I understand why some women are afraid that a perpetual proclivity to pregnancy might be used as an excuse to prevent them from pursuing other goals. But some of us (call us dreamers!) think it’s possible to stay committed to personal excellence without suppressing our body’s natural rhythms. We can breed without being “breeders,” just as we can eat without being “eaters” and sleep without being fundamentally dormant. All of the body’s natural capacities can be incorporated into a well-lived life.

I would also note that we “breeders” employ our rational faculties quite a lot in understanding and appreciating our fertility, and in using that information for our own and our family’s benefit. Many other people just try to medicate their natural fertility away. I’m not sure we’re the ones who are slave to our physiology.

4. Do friends and family think you’re crazy?

I imagine some of them do. They’re pretty tactful. When we had two babies 15 months apart, we did get some reactions, and that interval once precipitated a hilarious conversation in which an acquaintance told me how well I was handling my “crisis pregnancy.” Oh, modern world.

Once kids are born and named and flashing adorable grins, most people decide it’s all right for them to stay. I don’t lose any sleep over whether people secretly think my husband and I are weird.

5. Doesn’t it stress your marriage to live contraceptive-free?

Of course. Kids will always stress a marriage. So will practically any other worthwhile project that you and your spouse undertake.

However, it’s also true that living without contraceptives constantly underscores our fundamental belief that our married life has a purpose. We didn’t get hitched just in order to make the world stand around cooing over our shared passion for football, Thai food and philosophy. As we see it, we’ve been commissioned as family-builders and transmitters of human life.
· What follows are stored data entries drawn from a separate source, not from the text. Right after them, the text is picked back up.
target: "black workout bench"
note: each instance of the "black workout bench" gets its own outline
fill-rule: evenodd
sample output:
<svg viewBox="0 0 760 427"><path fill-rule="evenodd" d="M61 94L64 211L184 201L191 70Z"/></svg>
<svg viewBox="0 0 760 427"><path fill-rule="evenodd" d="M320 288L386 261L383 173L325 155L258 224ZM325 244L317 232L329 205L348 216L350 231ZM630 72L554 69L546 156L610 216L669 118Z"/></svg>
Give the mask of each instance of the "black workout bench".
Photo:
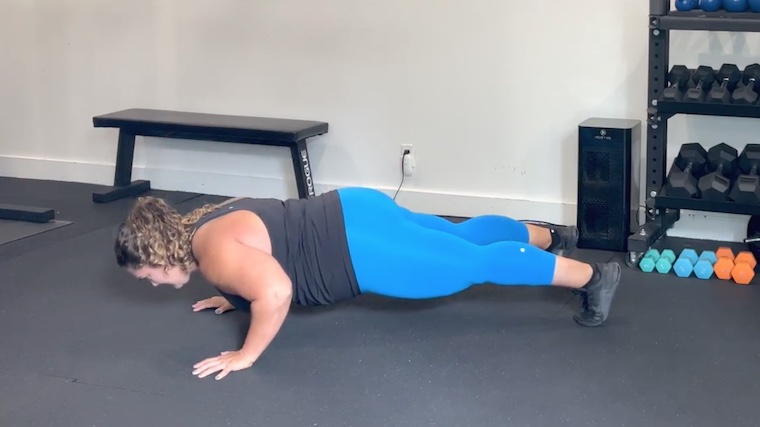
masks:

All the other joys and sorrows and headaches and heartaches that our shared life brings us must be understood in that context.
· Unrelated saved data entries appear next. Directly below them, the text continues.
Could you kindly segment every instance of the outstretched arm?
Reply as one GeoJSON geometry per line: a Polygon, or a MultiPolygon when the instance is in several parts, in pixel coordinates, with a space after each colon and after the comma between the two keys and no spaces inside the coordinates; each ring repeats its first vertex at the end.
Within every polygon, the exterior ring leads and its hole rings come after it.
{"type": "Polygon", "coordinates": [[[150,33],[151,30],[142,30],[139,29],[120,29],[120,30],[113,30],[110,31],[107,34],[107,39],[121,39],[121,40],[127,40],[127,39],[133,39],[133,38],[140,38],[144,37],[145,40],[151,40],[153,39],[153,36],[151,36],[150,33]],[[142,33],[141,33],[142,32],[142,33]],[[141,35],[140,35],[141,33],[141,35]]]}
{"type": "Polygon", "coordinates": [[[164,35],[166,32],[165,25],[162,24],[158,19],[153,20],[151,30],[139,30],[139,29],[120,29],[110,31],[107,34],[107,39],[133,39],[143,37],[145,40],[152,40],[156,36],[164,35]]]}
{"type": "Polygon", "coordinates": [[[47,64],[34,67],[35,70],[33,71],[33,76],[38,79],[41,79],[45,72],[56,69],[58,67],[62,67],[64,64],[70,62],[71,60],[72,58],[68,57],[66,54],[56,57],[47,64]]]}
Contraceptive-free life has its challenges, but it constantly reminds spouses of their mutual commitment to the project. And couples who do it very rarely call it quits.

6. Are you hoping to end up with 15 kids?
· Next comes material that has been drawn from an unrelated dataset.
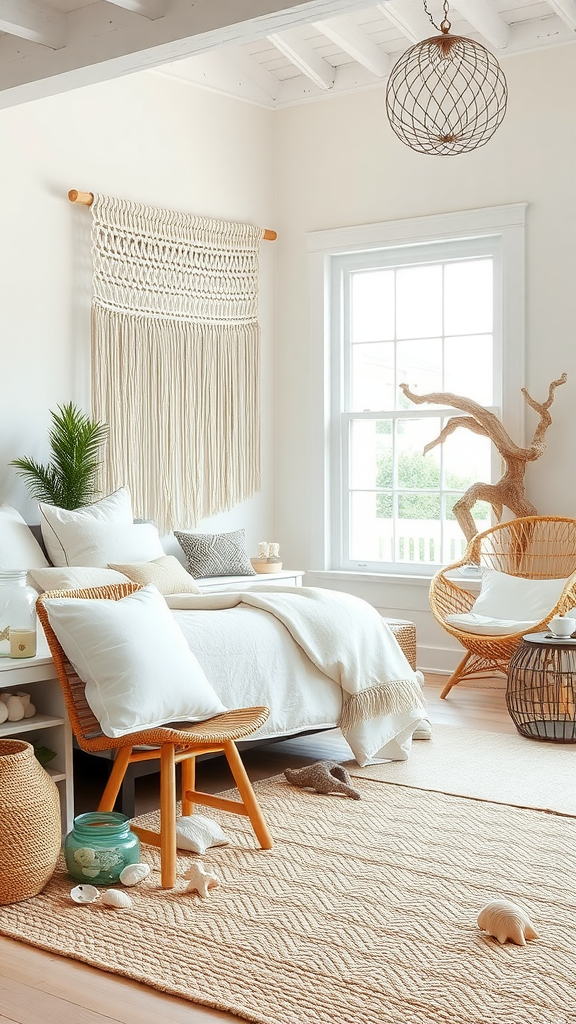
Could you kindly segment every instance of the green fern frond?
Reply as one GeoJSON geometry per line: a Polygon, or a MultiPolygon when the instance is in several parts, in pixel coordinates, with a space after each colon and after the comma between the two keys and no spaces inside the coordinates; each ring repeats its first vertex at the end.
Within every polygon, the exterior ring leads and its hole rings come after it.
{"type": "Polygon", "coordinates": [[[97,497],[100,452],[108,436],[106,424],[83,413],[72,402],[51,410],[51,460],[42,465],[31,458],[14,459],[33,498],[60,508],[89,505],[97,497]]]}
As God wills. But also, no.

7. Don’t you sometimes wonder whether you could do something more interesting with your life, rather than having all these babies?

All right, so nobody ever asks me that point-blank.  But it’s sometimes implied in other gently probing questions that people ask, about whether I’m fulfilled, or “really doing what I want” or “adequately using my education”. That sort of thing.

It could be taken as an insult. I’m generally not too bothered. I understand how it might seem like motherhood has taken me off the fast track. Also, I’m not above feeling flattered when people imply that’s where I belong.

However, I don’t feel like I waste very much time. As demanding commitments go, I see the contraceptive-free life as a great value. I’m surprised how rarely people appreciate this. When I reflect on the lives of other people I know, I note how many there are who pour enormous resources into getting degrees they don’t use, or agonizing over that next little promotion, or weathering the heartache of multiple failed relationships as they search relentlessly for their soulmate. What do these people have to show for all their trouble?

I have three healthy children. A happy marriage. A supportive community. Fulfilling outlets as a writer and teacher. I also bake fresh bread, grow lovely tomatoes, and know by name multiple volunteers at our local children’s museum, and I still manage to play Fantasy Football and keep up with the news. Apart from that, I suppose my life is kind of a waste, but I don’t have time to worry about it when dinner’s on the stove and the azaleas need pruning. Check back in 20 years and I’m sure I’ll be more remorseful.

Truthfully, I know that I’m greatly blessed. I couldn’t have such a wonderful life without a supportive husband, family, community, and Church.  If people suggest that I’m unusually blessed, I’ll happily concur. Why then do people imply instead that I’m unusually repressed? These are the mysteries.